Northern Vt. transmission project OK’d

July 23, 2003

By DAVID GRAM The Associated Press

MONTPELIER — The Public Service Board has approved a relatively small electric transmission system upgrade in northern Vermont in a ruling that could be a harbinger for a much bigger project to come.

The certificate of public good issued by the utility-regulating board late last week will allow the Vermont Electric Power Co. to close a loop that will connect customers from Littleton , N.H. , in the east to St. Albans in the west.

It is expected to improve reliability of power systems serving areas extending from St. Johnsbury to Newport , and across the state’s northern border to Highgate and St. Albans , said VELCO engineer and manager Thomas Dunn.

VELCO handles bulk transmission of power to Vermont ’s investor-owned utilities, municipal and cooperative power systems and interconnects with the larger New England regional power grid.

The project is expected to cost about $25 million, Dunn said. He added that the large majority of those costs will be absorbed by utility ratepayers elsewhere in New England , since the project has been deemed as one that will make the whole region’s transmission system more robust.

In at least one respect, the ruling on the “northern loop project” was an important win for VELCO as it gears up for what are likely to be contentious board hearings on its proposal for a much larger “northwest reliability project.”

That project, on which board hearings began last week, involves new and larger power lines extending from West Rutland to Burlington and from Williamstown to Barre. One worry voiced by opponents concerns the electromagnetic fields given off by power lines.

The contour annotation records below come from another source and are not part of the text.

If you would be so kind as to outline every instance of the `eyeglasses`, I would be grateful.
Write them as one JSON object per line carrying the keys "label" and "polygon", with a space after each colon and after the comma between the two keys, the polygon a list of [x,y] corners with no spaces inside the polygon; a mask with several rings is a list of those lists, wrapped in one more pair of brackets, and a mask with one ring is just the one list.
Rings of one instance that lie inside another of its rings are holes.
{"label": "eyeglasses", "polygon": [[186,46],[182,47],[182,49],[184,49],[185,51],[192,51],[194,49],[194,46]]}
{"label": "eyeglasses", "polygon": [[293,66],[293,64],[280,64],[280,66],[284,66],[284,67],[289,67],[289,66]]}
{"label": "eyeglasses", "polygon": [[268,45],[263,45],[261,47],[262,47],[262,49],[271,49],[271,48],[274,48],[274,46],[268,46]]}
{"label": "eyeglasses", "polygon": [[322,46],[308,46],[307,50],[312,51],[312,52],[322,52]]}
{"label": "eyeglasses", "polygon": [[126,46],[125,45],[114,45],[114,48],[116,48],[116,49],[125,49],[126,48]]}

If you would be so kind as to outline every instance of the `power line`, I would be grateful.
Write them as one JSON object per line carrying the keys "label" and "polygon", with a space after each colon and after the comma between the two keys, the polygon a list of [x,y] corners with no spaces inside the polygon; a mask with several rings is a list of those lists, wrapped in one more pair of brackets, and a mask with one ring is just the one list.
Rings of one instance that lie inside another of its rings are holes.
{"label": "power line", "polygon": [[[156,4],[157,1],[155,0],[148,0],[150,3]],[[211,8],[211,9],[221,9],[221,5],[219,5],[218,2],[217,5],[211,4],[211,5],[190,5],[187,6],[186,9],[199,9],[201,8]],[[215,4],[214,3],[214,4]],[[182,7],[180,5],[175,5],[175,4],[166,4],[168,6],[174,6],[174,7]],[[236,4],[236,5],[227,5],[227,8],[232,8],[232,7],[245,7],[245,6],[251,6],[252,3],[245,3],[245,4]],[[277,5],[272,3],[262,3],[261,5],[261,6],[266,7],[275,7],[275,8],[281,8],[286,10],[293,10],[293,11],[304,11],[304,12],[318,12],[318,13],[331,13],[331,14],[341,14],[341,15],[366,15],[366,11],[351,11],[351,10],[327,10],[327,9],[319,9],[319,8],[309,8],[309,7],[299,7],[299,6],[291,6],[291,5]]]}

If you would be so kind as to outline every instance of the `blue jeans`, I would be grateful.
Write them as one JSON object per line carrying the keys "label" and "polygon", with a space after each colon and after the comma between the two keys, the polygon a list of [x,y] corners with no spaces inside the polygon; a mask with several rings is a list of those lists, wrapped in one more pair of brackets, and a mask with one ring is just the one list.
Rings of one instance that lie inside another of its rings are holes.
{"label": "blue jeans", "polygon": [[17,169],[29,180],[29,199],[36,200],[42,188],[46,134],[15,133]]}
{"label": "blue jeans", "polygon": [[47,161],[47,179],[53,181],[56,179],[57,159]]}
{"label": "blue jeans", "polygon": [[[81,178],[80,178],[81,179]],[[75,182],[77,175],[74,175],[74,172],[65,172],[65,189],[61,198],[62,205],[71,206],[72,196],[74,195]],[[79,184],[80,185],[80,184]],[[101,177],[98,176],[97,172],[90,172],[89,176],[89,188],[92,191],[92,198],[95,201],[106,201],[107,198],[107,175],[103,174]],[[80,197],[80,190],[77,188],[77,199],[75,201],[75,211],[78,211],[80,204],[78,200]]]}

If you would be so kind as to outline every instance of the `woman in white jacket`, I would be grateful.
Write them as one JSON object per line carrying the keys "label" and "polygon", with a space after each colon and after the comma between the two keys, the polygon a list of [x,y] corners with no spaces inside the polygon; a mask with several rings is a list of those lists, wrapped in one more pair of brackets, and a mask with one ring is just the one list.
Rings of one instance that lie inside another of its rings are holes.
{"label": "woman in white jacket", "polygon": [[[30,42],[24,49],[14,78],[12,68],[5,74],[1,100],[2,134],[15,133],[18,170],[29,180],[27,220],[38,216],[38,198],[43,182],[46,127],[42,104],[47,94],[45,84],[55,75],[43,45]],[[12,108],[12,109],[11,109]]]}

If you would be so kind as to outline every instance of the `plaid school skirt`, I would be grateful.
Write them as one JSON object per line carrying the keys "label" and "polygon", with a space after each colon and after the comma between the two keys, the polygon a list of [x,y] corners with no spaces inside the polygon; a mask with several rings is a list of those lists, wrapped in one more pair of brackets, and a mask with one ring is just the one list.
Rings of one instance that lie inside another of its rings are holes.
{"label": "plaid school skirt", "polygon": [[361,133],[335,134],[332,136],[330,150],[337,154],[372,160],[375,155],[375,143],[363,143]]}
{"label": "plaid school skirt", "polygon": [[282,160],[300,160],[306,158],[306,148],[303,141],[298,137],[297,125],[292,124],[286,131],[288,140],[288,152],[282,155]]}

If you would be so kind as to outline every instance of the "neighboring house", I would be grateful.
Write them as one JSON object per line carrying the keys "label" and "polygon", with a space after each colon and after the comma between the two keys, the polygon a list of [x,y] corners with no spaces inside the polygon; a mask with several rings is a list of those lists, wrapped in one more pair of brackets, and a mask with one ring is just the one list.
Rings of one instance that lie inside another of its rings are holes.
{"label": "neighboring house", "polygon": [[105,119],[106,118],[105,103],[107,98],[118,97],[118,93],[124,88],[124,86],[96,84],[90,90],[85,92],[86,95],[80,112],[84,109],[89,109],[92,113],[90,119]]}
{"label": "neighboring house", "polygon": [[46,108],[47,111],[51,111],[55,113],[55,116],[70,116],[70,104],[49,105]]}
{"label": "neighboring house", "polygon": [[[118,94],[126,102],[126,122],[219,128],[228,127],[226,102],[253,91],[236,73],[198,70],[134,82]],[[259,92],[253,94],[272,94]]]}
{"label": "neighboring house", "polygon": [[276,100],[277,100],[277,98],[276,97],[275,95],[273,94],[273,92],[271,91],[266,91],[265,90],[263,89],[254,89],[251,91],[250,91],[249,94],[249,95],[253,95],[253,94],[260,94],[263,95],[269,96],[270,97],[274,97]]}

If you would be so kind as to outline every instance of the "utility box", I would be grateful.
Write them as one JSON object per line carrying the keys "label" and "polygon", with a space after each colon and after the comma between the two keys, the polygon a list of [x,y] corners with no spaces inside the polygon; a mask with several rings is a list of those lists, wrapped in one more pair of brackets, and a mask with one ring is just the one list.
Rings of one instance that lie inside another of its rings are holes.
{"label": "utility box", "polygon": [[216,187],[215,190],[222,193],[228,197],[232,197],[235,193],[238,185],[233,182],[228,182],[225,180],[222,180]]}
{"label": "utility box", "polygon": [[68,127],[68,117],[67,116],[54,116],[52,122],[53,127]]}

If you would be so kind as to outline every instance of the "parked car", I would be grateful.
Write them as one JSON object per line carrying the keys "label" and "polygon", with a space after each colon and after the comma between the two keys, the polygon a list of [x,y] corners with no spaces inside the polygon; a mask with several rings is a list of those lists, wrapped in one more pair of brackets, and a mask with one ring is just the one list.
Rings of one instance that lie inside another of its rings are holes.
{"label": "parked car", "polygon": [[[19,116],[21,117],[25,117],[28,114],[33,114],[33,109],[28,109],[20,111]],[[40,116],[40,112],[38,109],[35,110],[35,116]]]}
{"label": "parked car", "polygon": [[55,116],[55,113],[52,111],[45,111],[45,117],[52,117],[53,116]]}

In the northern loop case, the board said “a large degree of uncertainty” about the health effects of electromagnetic fields was not enough to offset the benefits of the project.

“Although the health impacts of EMF are uncertain, the benefits of increased reliability for all Vermonters, and in particular, the residents who will be (affected) by the project, are clear,” the board wrote.

Currently, three “radial lines” — essentially one-way streets for electric transmission — serve northern Vermont , Dunn said. “If there’s a problem anywhere on the line, all the customers from there down are out,” Dunn said.

The loop will enable power dispatchers to reroute electricity flows when an outage blocks shipment of power from its original direction, he said.

The only new power line needed to connect the problem was about six miles of 115 kilovolt transmission-grade line on about a 6-mile route from Irasburg to Newport , to be installed on a route that a smaller power line used for local distribution already occupies, Dunn said.

Several VELCO substations also will need to be upgraded, Dunn said.